[<prev] [next>] [<thread-prev] [thread-next>] [day] [month] [year] [list]
Message-ID: <20251126151848.2f57d5d4@pumpkin>
Date: Wed, 26 Nov 2025 15:18:48 +0000
From: david laight <david.laight@...box.com>
To: Uros Bizjak <ubizjak@...il.com>
Cc: x86@...nel.org, linux-kernel@...r.kernel.org, Thomas Gleixner
<tglx@...utronix.de>, Ingo Molnar <mingo@...nel.org>, Borislav Petkov
<bp@...en8.de>, Dave Hansen <dave.hansen@...ux.intel.com>, "H. Peter Anvin"
<hpa@...or.com>
Subject: Re: [PATCH] x86: Optimize __get_user_asm() assembly
On Wed, 26 Nov 2025 14:23:32 +0100
Uros Bizjak <ubizjak@...il.com> wrote:
> On x86, byte and word moves (MOVB, MOVW) write only to the low
> portion of a 32-bit register, leaving the upper bits unchanged.
> Modern compilers therefore prefer using MOVZBL and MOVZWL to load
> 8-bit and 16-bit values with zero-extension to the full register
> width.
>
> Update __get_user_asm() to follow this convention by explicitly
> zero-extending 8-bit and 16-bit loads from memory.
>
> An additional benefit of this change is that it enables the full
> integer register set to be used for 8-bit loads.
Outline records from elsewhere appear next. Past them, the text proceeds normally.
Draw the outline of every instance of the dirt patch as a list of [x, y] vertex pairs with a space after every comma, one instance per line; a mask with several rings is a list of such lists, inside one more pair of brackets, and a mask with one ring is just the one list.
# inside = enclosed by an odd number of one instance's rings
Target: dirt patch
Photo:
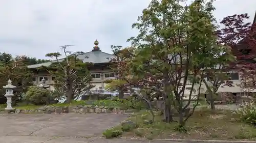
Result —
[[[143, 115], [143, 116], [142, 116]], [[146, 115], [146, 116], [145, 116]], [[122, 136], [130, 137], [153, 138], [180, 138], [186, 139], [224, 139], [256, 140], [256, 128], [240, 122], [230, 110], [216, 110], [196, 111], [186, 123], [187, 133], [175, 131], [177, 122], [162, 122], [163, 117], [157, 116], [153, 124], [145, 124], [150, 120], [148, 113], [140, 113], [131, 120], [137, 123], [138, 128], [124, 132]], [[175, 119], [178, 121], [178, 119]]]

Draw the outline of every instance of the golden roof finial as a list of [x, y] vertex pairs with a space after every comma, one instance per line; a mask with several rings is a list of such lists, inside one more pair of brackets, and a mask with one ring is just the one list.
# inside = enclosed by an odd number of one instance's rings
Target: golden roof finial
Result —
[[98, 41], [97, 41], [97, 39], [95, 40], [95, 41], [94, 42], [94, 45], [95, 45], [94, 46], [94, 48], [98, 48], [99, 47], [98, 46], [98, 45], [99, 44], [99, 42], [98, 42]]

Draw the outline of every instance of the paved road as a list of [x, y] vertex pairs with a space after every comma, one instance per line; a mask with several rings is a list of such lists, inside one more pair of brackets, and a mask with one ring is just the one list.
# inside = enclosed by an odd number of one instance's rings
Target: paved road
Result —
[[0, 115], [0, 142], [62, 143], [66, 142], [62, 140], [74, 138], [86, 140], [101, 136], [103, 131], [127, 117], [109, 113]]
[[127, 117], [127, 115], [109, 113], [0, 115], [0, 143], [178, 142], [101, 138], [103, 130], [116, 126]]

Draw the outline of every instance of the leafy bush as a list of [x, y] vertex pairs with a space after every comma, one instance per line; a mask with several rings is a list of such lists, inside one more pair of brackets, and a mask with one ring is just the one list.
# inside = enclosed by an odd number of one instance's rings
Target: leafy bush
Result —
[[26, 93], [27, 102], [35, 105], [51, 104], [54, 100], [49, 90], [36, 86], [31, 86]]
[[114, 128], [107, 129], [103, 132], [103, 135], [106, 138], [117, 137], [122, 135], [122, 131]]
[[243, 101], [240, 107], [233, 113], [239, 116], [240, 121], [256, 125], [256, 105], [255, 102]]

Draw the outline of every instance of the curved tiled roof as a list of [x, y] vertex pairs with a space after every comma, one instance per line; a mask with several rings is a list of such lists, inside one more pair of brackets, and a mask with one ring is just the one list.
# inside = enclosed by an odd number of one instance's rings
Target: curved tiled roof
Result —
[[[85, 58], [86, 57], [88, 57], [88, 58]], [[114, 55], [113, 54], [102, 52], [101, 50], [92, 51], [86, 52], [77, 56], [79, 59], [83, 60], [83, 62], [84, 63], [92, 63], [93, 64], [109, 63], [110, 59], [113, 57]], [[59, 59], [59, 61], [61, 62], [63, 61], [63, 59], [64, 58]], [[42, 66], [49, 66], [52, 63], [56, 62], [56, 60], [54, 60], [44, 63], [29, 65], [28, 67], [29, 68], [37, 68]]]

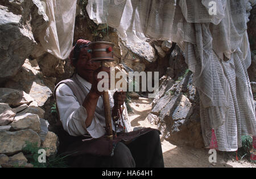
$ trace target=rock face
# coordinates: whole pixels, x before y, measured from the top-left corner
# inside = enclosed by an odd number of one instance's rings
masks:
[[[46,139],[42,144],[42,147],[47,148],[46,156],[49,156],[56,154],[58,145],[59,140],[57,135],[53,132],[48,131],[46,136]]]
[[[255,2],[253,2],[253,3],[255,4]],[[256,82],[256,31],[255,30],[256,29],[256,6],[255,5],[250,13],[250,21],[247,23],[247,32],[251,53],[251,64],[248,68],[247,72],[250,81]]]
[[[183,72],[176,81],[170,76],[160,79],[159,93],[147,119],[172,144],[201,148],[199,95],[192,85],[192,73]]]
[[[134,71],[144,71],[147,65],[156,60],[154,48],[146,42],[120,42],[121,60]]]
[[[1,1],[0,19],[0,36],[5,37],[0,42],[0,80],[3,81],[18,73],[36,45],[34,37],[48,20],[39,0]]]
[[[8,104],[0,103],[0,126],[5,126],[13,122],[15,113]]]
[[[9,80],[5,87],[24,91],[36,101],[38,106],[42,106],[50,97],[52,91],[44,84],[43,75],[36,65],[36,60],[32,61],[26,59],[19,75]],[[35,66],[32,66],[31,63]]]
[[[20,151],[26,146],[26,141],[41,144],[40,136],[31,129],[18,131],[0,131],[0,153],[10,154]]]
[[[0,102],[8,103],[10,106],[18,107],[23,104],[29,104],[34,101],[24,91],[10,88],[0,88]]]
[[[38,115],[26,113],[16,115],[11,126],[14,130],[20,130],[30,128],[33,131],[40,133],[41,131],[40,123]]]

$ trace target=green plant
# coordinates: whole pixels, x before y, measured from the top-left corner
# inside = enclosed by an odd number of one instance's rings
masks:
[[[130,92],[127,92],[126,95],[126,99],[125,99],[125,105],[126,105],[126,109],[127,111],[129,113],[131,113],[133,111],[133,109],[131,107],[131,105],[130,105],[130,103],[131,103],[131,93]]]
[[[57,107],[56,106],[56,103],[52,105],[51,107],[51,113],[57,113]]]
[[[184,73],[183,73],[183,74],[182,76],[180,76],[177,78],[177,80],[176,81],[176,82],[181,81],[189,72],[190,72],[190,70],[188,69],[186,69],[185,70]]]
[[[250,159],[250,151],[253,147],[253,139],[248,135],[242,136],[242,147],[238,148],[238,156],[242,160],[245,157],[247,159]]]
[[[35,168],[46,168],[46,163],[40,163],[38,162],[38,157],[40,153],[38,151],[40,149],[44,149],[46,151],[46,148],[38,147],[38,143],[32,143],[30,141],[26,141],[26,146],[22,149],[23,153],[26,156],[28,162],[33,164]]]

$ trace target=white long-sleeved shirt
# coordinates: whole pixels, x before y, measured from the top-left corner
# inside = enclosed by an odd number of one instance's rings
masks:
[[[85,80],[77,75],[77,79],[82,84],[86,95],[89,93],[92,87],[92,84]],[[110,109],[114,106],[114,99],[113,94],[114,91],[109,91]],[[82,105],[80,105],[73,93],[72,90],[65,84],[60,84],[56,91],[56,98],[57,106],[60,115],[60,119],[63,125],[63,128],[70,135],[80,136],[89,134],[94,138],[98,138],[106,133],[106,127],[104,113],[104,105],[103,99],[100,97],[95,110],[94,116],[91,124],[86,127],[85,119],[87,118],[86,110]],[[127,115],[127,111],[124,103],[125,109],[123,113],[123,119],[126,127],[125,132],[131,131],[131,127]],[[125,115],[127,116],[125,119]],[[119,123],[120,119],[118,119]],[[122,122],[121,122],[122,125]],[[112,128],[114,131],[115,127],[112,120]],[[123,130],[121,127],[118,127],[117,132]]]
Also, it
> eliminates the need for manual zero-extension of 8-bit values.
>
> There is only a minimal increase in code size:
Interesting, where does that come from.
I'd have thought it should shrink it.
The mov[sz]x is one byte longer.
Perhaps a lot of 8-bit values are never zero-extended?
I'm trying to remember what the magic 'k' is for.
Does gas treat %krxx as %dxx ?
Which would matter if 'x' is 64bit when using "=r" for 32bit reads.
But, in that case, I think you need it on the 'movl' as well.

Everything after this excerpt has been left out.